Agent Building Blocks
Agents in Elemental are built using a set of building blocks. Each block is a separate logical component with limited responsibility. The blocks are reusable and may be provided with several different implementation serving specific use case but the same general purpose.
The diagram below shows the building blocks of an agent in Elemental. The blocks are connected with solid lines if they are required for the agent to work. The blocks connected with dashed lines are optional and may be used in specific use cases.

The definition of what constitutes an agent in Elemental is broad and encompasses what could be considered a simple assistant with simple request-response capabilities to a more complex structure with internal iterative reasoning and tool execution.
The generic agent composition is split into two major parts i.e. Agent Logic which includes all interactions with the language model and Tool Box which includes all interactions with the tools. The agent logic is responsible for the agent's reasoning and decision-making process, while the tool box is responsible for handling any interaction with the external systems.
The execution pattern of the agent will require using the components that match the desired outcome. For example, if the agent is required to use a tool, the Tool Box needs to be used and prompt strategy needs to support the tool usage.
We can consider the example composition patterns:
- Simple assistant - Agent with no tools and simple request-reply prompt strategy.
- Generic agent - Agent with tools and internal iterative reasoning.
- Conversational agent - Agent with tools and internal iterative reasoning with ability to collaborate with other agents.
Each of the patterns above can be built using the same building blocks but with different configuration and orchestration depending on how agent logic and agent main function is chosen.
Definitions
For the clarity, the building blocks in Elemental may be defined as:
- Agent Logic - Component of the agent responsible for managing the language model interaction.
- Language Model - Choice of the language model and its parameters to use for this agent.
- Prompt Strategy - The method language model system prompt and order of consecutive message will be run.
- Prompt Template - Generic template for the system prompt including variables that will be rendered into complete message at runtime.
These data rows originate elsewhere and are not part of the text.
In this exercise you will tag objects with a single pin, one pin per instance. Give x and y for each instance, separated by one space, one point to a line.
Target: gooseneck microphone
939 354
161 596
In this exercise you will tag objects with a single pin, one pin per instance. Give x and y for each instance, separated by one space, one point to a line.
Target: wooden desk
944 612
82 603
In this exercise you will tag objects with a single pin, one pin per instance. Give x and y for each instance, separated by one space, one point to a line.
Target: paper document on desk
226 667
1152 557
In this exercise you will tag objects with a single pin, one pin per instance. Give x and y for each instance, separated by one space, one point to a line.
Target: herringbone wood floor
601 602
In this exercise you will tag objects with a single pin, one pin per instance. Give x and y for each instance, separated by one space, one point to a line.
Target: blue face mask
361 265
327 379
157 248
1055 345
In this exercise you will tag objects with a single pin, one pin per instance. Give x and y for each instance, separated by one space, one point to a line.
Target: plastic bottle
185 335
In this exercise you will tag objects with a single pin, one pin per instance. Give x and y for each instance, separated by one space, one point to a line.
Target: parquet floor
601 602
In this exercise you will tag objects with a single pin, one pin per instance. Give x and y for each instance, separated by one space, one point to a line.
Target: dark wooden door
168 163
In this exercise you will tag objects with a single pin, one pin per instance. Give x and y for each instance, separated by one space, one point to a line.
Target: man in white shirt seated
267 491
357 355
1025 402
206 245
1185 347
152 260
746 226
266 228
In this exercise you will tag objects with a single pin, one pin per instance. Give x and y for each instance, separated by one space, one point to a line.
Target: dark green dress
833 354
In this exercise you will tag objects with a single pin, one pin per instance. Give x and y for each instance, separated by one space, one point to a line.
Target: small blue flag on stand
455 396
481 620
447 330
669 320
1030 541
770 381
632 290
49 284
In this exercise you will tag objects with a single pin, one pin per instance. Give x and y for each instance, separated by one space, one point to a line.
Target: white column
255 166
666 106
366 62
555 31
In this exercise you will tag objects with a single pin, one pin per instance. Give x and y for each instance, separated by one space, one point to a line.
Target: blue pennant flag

- Agent Persona (variable in Prompt Template) - The specific characteristics of the agent, e.g. tonality, specialization, additional formatting instructions.
- Memory - The component responsible for storing the agent's memory. This can be used to store information about the agent's past interactions, preferences, and other relevant data.
- Short Memory - The component responsible for storing the agent's internal message history withing the current session.
- Long Memory (Optional) - The method of bringing information from messages other than the current session will be brought back to the agent.
- Tool Box (Optional) - Information about the external systems agent can access and other methods to bring additional information to an agent that goes beyond the language model internal knowledge.
- Tools (Standalone modules) - Exact implementation of how the given external command is executed, its required arguments and results that are brought back.